A Minimalist Image Hosting Solution Built on Cloudflare
Sometimes the simplest tools are the most useful. If you've ever needed a quick, no-fuss way to host images for a project, a blog, or a readme, you know the options can be overwhelming—or expensive. What if you could deploy your own image hosting service in minutes, for free, using infrastructure that scales automatically?
Enter Telegraph-Image. It's a minimalist, self-hosted image hosting solution that runs entirely on Cloudflare's ecosystem. No databases, no complex setup, just a straightforward service that takes your uploads and gives you back a URL.
What It Does
Telegraph-Image is a lightweight application built for Cloudflare Pages. You upload an image via a simple POST request, and it returns a permanent URL where that image is served. The entire state is managed using Cloudflare KV for storage, meaning there's no external database to manage or maintain. It's a single-purpose tool that does one thing well: host your images reliably.
Why It's Cool
The clever part is in its simplicity and its choice of infrastructure. By building entirely on Cloudflare Pages and KV, it leverages a globally distributed network. Your images are served from the edge, close to your users, with minimal latency. Since it uses Cloudflare's free tier (for reasonable usage), it can be a true zero-cost solution for personal projects or small applications.
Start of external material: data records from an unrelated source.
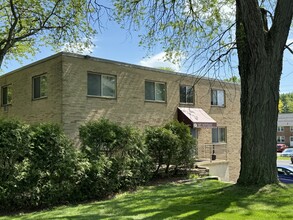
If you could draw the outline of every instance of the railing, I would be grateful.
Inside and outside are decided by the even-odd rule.
[[[210,160],[227,160],[228,150],[226,143],[203,144],[197,147],[198,159]]]

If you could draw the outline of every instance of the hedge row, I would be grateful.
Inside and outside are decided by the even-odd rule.
[[[77,149],[58,125],[0,120],[0,210],[100,199],[146,183],[163,165],[168,173],[192,164],[194,142],[178,122],[142,135],[101,119],[81,126],[80,140]]]

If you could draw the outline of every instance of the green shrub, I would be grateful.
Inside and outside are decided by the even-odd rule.
[[[190,134],[190,128],[178,121],[171,121],[165,125],[165,128],[172,131],[178,137],[178,148],[174,152],[173,164],[176,166],[190,167],[194,164],[196,152],[195,139]]]
[[[0,120],[0,209],[26,203],[20,196],[26,186],[32,132],[16,120]]]
[[[177,153],[178,137],[171,130],[162,127],[146,129],[146,145],[153,162],[157,164],[155,174],[158,174],[162,165],[166,165],[165,172],[169,172],[169,166]]]
[[[149,154],[157,164],[155,174],[162,165],[166,166],[165,173],[170,165],[175,166],[175,172],[179,166],[193,165],[196,145],[187,125],[172,121],[164,127],[148,128],[145,133]]]
[[[150,163],[142,136],[130,127],[107,119],[80,127],[81,151],[91,167],[81,184],[101,197],[120,189],[136,187],[150,177]]]
[[[32,127],[30,151],[32,204],[50,206],[72,200],[77,172],[77,152],[59,125]]]
[[[73,201],[83,178],[77,152],[58,125],[0,121],[0,209]]]

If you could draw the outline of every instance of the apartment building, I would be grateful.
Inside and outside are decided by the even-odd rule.
[[[237,84],[62,52],[0,76],[0,86],[0,117],[58,123],[76,143],[79,126],[101,117],[139,129],[177,119],[199,147],[224,144],[226,179],[238,177]]]
[[[277,143],[293,147],[293,113],[279,113]]]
It's also completely self-hosted. You control the deployment and the data. There's no third-party service tracking or terms of service to worry about. The implementation is open and straightforward, making it easy to understand, fork, and modify if you need custom behavior—like adding authentication, file type restrictions, or custom domains.
How to Try It
Getting your own instance running is straightforward:
- Fork the GitHub repository.
- Log into the Cloudflare dashboard and create a new Pages project, connecting it to your forked repo.
- During the setup, you'll need to create a KV namespace and bind it to your Pages project (the repo's README has detailed steps).
- Deploy. That's it.
Once deployed, you can upload images by sending a POST request with the image file to your new site's URL. It will return the direct link for sharing. You can also check out the project's own live demo to see it in action before deploying.
Final Thoughts
Telegraph-Image isn't trying to be the next feature-rich platform like Imgur or Cloudinary. It's a sharp, focused tool for developers who need a controlled, simple way to handle images. It's perfect for hobby projects, documentation, or any situation where you want to keep dependencies and costs at zero. The fact that it's built on Cloudflare's serverless stack means it's both robust and easy to maintain. If that fits your use case, it's definitely worth a look.